Asked if changes are expected if former President Donald Trump gets a second term in the upcoming election, experts said they do not anticipate changes.
“I would expect a Trump administration continuing the current U.S. effort since the concern about Chinese actions and objectives is bipartisan in the [United States],” says Cossa.
Kanapathy also said he expects “more continuity” as the Biden administration’s strategy “hews closely” to Trump’s 2018 Indo-Pacific Strategic Framework, while Harding said the Trump administration was “the first to create a separate position at the National Security Council responsible for ‘Oceania’ and would be expected to devote increased levels of attention and resources to the region.”
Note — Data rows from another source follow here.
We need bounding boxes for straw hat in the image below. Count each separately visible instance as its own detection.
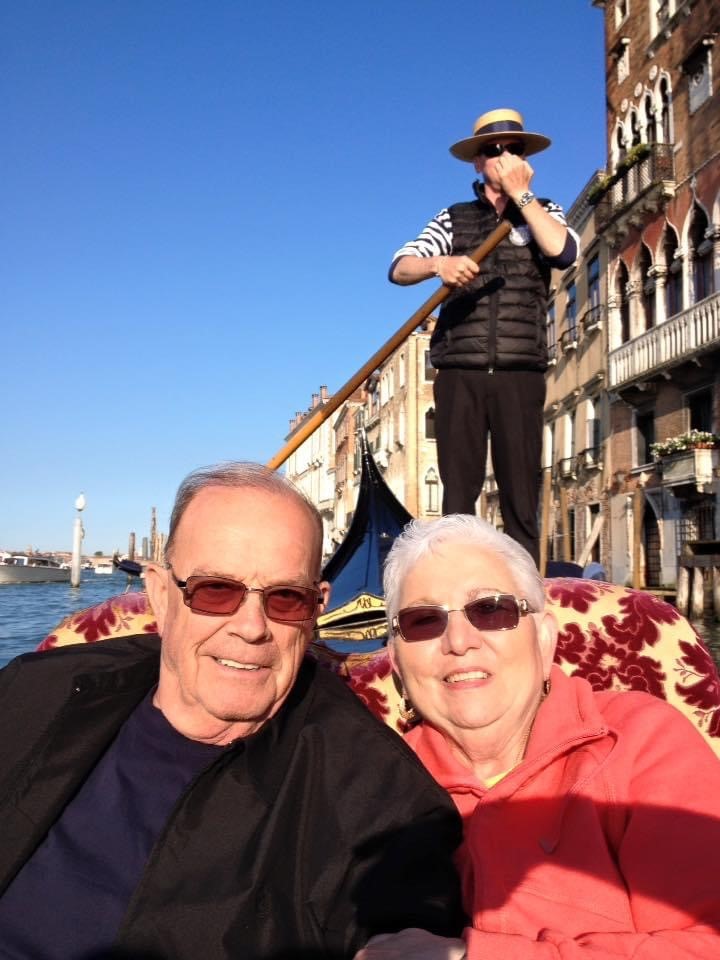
[450,107,551,163]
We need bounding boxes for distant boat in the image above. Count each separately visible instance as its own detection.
[316,430,412,653]
[0,555,70,583]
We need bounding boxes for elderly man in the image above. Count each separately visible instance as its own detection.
[0,464,461,960]
[390,109,577,563]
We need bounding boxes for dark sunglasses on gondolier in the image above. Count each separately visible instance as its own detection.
[391,593,532,643]
[170,567,323,623]
[478,143,525,159]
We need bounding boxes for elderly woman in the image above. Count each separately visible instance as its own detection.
[358,515,720,960]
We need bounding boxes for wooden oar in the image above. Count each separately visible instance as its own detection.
[267,220,512,470]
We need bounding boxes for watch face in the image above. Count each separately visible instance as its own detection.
[508,223,532,247]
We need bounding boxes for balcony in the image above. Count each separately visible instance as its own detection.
[660,449,720,493]
[608,293,720,389]
[591,143,675,243]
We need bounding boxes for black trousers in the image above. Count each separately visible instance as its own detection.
[434,369,545,563]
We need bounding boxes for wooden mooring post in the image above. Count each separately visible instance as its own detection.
[675,540,720,620]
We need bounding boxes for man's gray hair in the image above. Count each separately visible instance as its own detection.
[383,513,545,635]
[165,460,323,573]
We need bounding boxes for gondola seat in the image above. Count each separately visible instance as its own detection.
[38,577,720,757]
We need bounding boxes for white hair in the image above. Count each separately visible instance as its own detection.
[165,460,323,572]
[383,513,545,636]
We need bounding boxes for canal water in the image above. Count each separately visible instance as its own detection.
[0,571,720,669]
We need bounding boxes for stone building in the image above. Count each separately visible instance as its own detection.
[590,0,720,587]
[286,320,442,557]
[540,176,611,570]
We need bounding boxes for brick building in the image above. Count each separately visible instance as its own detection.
[590,0,720,587]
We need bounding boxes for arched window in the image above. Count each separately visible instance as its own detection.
[639,243,655,330]
[425,467,440,513]
[645,93,656,143]
[425,407,435,440]
[663,224,682,317]
[690,203,714,303]
[659,77,672,143]
[615,260,630,343]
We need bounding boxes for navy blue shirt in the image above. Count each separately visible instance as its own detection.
[0,691,224,960]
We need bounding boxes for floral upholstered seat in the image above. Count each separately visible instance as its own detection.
[39,577,720,757]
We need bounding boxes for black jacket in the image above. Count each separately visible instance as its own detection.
[430,185,550,371]
[0,635,463,960]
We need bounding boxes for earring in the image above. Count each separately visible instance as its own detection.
[398,690,420,726]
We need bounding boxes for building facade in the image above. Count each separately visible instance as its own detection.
[590,0,720,587]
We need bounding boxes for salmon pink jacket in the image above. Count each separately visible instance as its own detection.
[407,667,720,960]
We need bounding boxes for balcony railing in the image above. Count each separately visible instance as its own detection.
[596,143,675,230]
[608,293,720,389]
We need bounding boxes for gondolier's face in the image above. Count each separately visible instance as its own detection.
[475,137,524,190]
[148,487,329,743]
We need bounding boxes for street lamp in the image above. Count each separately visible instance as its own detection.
[70,493,85,587]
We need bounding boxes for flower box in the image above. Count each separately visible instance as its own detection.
[660,448,720,487]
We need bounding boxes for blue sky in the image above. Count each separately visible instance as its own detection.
[0,0,605,552]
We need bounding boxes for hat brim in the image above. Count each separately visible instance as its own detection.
[450,130,552,163]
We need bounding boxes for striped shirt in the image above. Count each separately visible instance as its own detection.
[390,200,580,268]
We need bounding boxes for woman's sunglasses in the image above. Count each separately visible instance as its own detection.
[170,570,322,623]
[478,143,525,159]
[392,593,531,643]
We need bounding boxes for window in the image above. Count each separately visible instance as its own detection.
[683,37,713,113]
[565,280,577,340]
[547,303,557,360]
[425,467,440,513]
[425,407,435,440]
[640,243,655,330]
[663,225,682,317]
[425,350,437,381]
[587,254,600,310]
[615,260,630,343]
[645,93,657,143]
[635,410,655,466]
[687,390,713,433]
[690,204,714,303]
[586,503,601,563]
[660,77,672,143]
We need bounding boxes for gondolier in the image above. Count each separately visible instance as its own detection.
[389,109,578,561]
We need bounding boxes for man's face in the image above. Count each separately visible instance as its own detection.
[147,487,329,743]
[474,136,525,192]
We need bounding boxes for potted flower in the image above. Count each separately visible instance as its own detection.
[650,430,720,460]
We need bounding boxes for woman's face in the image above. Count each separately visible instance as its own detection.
[390,543,556,744]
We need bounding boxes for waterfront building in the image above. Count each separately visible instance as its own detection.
[286,319,442,557]
[589,0,720,588]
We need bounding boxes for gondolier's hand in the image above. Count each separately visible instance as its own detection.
[495,153,535,200]
[354,927,465,960]
[433,257,480,287]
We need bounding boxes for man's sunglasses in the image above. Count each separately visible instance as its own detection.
[478,143,525,159]
[392,593,530,643]
[170,569,322,623]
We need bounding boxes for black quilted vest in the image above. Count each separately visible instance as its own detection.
[430,188,550,370]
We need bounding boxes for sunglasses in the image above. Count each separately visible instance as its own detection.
[392,593,531,643]
[478,143,525,159]
[170,569,322,623]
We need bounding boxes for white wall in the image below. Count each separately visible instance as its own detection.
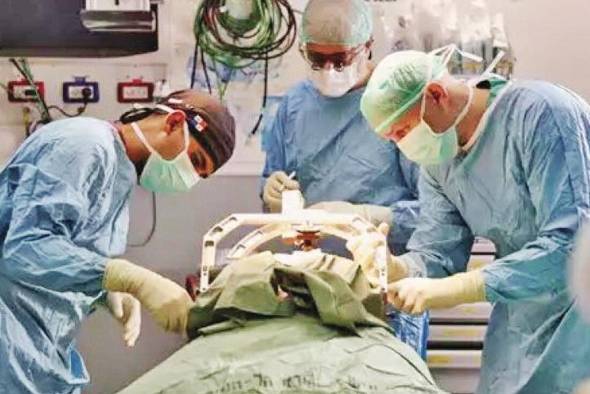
[0,0,590,393]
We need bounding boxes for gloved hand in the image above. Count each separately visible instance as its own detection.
[310,201,393,226]
[262,171,300,213]
[346,223,408,286]
[107,292,141,347]
[388,270,486,315]
[103,259,194,334]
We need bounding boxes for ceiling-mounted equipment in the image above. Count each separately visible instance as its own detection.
[0,0,159,58]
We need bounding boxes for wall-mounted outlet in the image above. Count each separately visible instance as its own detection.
[117,79,154,103]
[62,77,100,103]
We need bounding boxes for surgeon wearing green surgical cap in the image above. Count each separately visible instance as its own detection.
[260,0,428,356]
[353,47,590,394]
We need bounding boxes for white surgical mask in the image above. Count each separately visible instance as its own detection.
[131,122,200,193]
[309,53,367,97]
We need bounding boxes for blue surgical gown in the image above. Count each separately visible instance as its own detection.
[262,80,419,253]
[0,118,137,394]
[402,81,590,394]
[262,81,428,357]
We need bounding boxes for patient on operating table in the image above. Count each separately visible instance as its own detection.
[115,249,442,394]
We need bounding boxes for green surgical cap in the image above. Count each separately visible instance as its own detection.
[300,0,373,46]
[361,51,447,135]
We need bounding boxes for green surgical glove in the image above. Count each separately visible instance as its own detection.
[106,291,141,347]
[346,223,408,287]
[103,259,194,334]
[388,270,486,315]
[262,171,299,213]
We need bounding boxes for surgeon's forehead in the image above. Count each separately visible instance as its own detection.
[306,43,353,54]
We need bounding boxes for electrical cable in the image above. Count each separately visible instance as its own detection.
[9,58,53,123]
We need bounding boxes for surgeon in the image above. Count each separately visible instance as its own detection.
[353,47,590,394]
[0,91,235,394]
[262,0,427,356]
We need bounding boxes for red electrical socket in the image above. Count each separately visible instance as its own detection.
[7,81,45,103]
[117,79,154,103]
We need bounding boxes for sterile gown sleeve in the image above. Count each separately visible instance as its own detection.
[483,100,590,302]
[260,97,295,198]
[402,170,474,278]
[388,152,420,254]
[1,142,113,294]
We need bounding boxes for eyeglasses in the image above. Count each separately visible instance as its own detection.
[299,42,370,71]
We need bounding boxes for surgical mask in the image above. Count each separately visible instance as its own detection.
[397,86,473,165]
[309,53,367,97]
[131,122,200,193]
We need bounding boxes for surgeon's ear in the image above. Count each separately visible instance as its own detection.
[164,111,186,135]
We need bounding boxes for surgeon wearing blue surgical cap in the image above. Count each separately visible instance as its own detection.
[0,91,235,394]
[353,47,590,394]
[261,0,428,356]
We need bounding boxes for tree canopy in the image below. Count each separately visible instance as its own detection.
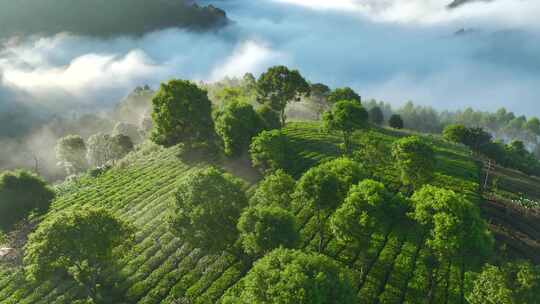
[171,167,247,253]
[215,101,263,156]
[223,249,357,304]
[392,136,435,189]
[152,80,214,147]
[257,66,310,127]
[24,208,133,302]
[0,171,55,231]
[328,87,362,105]
[238,206,300,256]
[250,170,296,210]
[323,100,368,154]
[249,130,289,173]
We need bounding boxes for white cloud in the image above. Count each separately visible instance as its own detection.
[210,40,282,81]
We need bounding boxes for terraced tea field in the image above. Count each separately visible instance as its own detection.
[0,123,532,304]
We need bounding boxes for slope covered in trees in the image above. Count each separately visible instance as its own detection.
[0,67,540,304]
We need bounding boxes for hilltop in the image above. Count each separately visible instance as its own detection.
[0,122,538,304]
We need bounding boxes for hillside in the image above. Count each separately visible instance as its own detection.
[0,0,227,38]
[0,122,532,304]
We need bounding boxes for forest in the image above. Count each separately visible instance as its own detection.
[0,65,540,304]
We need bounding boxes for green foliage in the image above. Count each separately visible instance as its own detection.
[238,206,300,256]
[392,136,435,189]
[55,135,88,174]
[249,130,290,173]
[330,180,406,250]
[223,249,357,304]
[24,208,134,302]
[319,157,367,195]
[467,261,540,304]
[215,101,262,156]
[257,105,281,130]
[369,106,384,125]
[388,114,405,130]
[0,171,55,231]
[323,100,368,154]
[152,80,214,147]
[171,167,247,253]
[410,185,493,263]
[293,167,346,252]
[328,87,362,105]
[257,66,310,127]
[250,170,296,210]
[111,122,143,144]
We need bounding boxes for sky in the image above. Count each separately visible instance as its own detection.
[0,0,540,116]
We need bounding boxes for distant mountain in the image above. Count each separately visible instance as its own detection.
[448,0,493,8]
[0,0,227,38]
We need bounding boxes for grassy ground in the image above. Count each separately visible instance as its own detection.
[0,123,532,304]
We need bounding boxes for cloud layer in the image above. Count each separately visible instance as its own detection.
[0,0,540,115]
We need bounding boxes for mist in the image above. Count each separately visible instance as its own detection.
[0,0,540,178]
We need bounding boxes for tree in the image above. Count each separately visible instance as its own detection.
[410,185,493,298]
[24,208,134,303]
[330,179,405,274]
[152,80,214,147]
[215,101,262,156]
[328,87,362,105]
[0,171,55,232]
[171,167,247,254]
[310,83,331,118]
[223,249,357,304]
[443,124,469,144]
[257,66,309,127]
[55,135,88,174]
[293,167,346,252]
[369,107,384,126]
[467,261,540,304]
[111,122,143,144]
[238,206,300,257]
[87,133,113,167]
[323,101,368,154]
[388,114,405,130]
[250,170,296,210]
[249,130,289,173]
[109,134,133,160]
[257,105,281,130]
[392,136,435,189]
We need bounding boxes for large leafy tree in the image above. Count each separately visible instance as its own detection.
[467,261,540,304]
[310,83,331,118]
[152,80,214,146]
[249,130,290,173]
[410,185,493,297]
[328,87,362,105]
[55,135,88,174]
[171,167,247,255]
[238,206,300,257]
[24,208,133,303]
[330,179,406,268]
[323,100,368,154]
[369,106,384,125]
[392,136,435,189]
[0,171,55,231]
[250,170,296,209]
[215,101,262,156]
[388,114,405,130]
[223,249,358,304]
[293,167,346,252]
[257,66,310,127]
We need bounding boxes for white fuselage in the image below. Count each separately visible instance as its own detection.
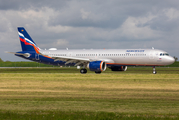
[40,49,174,66]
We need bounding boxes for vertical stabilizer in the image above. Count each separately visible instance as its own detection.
[18,27,40,53]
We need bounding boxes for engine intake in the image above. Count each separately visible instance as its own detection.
[87,61,106,71]
[111,66,127,71]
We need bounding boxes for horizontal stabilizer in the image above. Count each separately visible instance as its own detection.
[5,51,30,58]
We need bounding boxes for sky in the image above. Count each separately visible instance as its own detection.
[0,0,179,61]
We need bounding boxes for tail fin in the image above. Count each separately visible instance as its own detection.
[18,27,40,53]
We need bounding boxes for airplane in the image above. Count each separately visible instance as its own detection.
[8,27,175,74]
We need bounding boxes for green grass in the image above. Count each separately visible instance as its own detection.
[0,68,179,120]
[0,61,179,67]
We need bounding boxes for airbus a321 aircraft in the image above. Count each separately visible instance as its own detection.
[8,27,175,74]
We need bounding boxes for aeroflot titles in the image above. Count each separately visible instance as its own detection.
[126,50,145,52]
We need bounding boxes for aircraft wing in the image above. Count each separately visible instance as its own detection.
[52,56,91,66]
[52,56,114,66]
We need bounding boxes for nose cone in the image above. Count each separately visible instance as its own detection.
[166,56,175,65]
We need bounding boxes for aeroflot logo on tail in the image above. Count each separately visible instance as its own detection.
[126,50,145,52]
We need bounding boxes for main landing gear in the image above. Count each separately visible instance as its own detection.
[80,68,101,74]
[80,68,87,74]
[152,66,157,74]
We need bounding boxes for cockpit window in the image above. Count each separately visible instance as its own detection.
[160,53,169,56]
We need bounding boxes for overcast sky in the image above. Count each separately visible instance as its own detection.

Holmes, on the other hand, said he hopes a second Trump administration would “acknowledge and adjust its abrasive approach to alliances,” which he said was one of the former president’s weakest areas.
The professor said he agrees that allies should accept their share of the burden, but believes putting allied leaders on the spot by making public demands is “no way to get to yes.”
The former president, known for publicly demanding that NATO allies increase their defense spending, recently said Taiwan should pay the United States for its defense, while his former national security adviser Robert O’Brien said he believes Taiwan should double the amount of its defense spending to 5 percent.
Reacting to the criticism, RNC Spokesperson Anna Kelly said Trump has “put America First by standing up to China and imposing tariffs on Chinese goods in response to unfair trading practices” and that his leadership “has made alliances like NATO stronger by insisting our allies pull their weight and pay their fair share.”
Catherine Yang contributed to this report.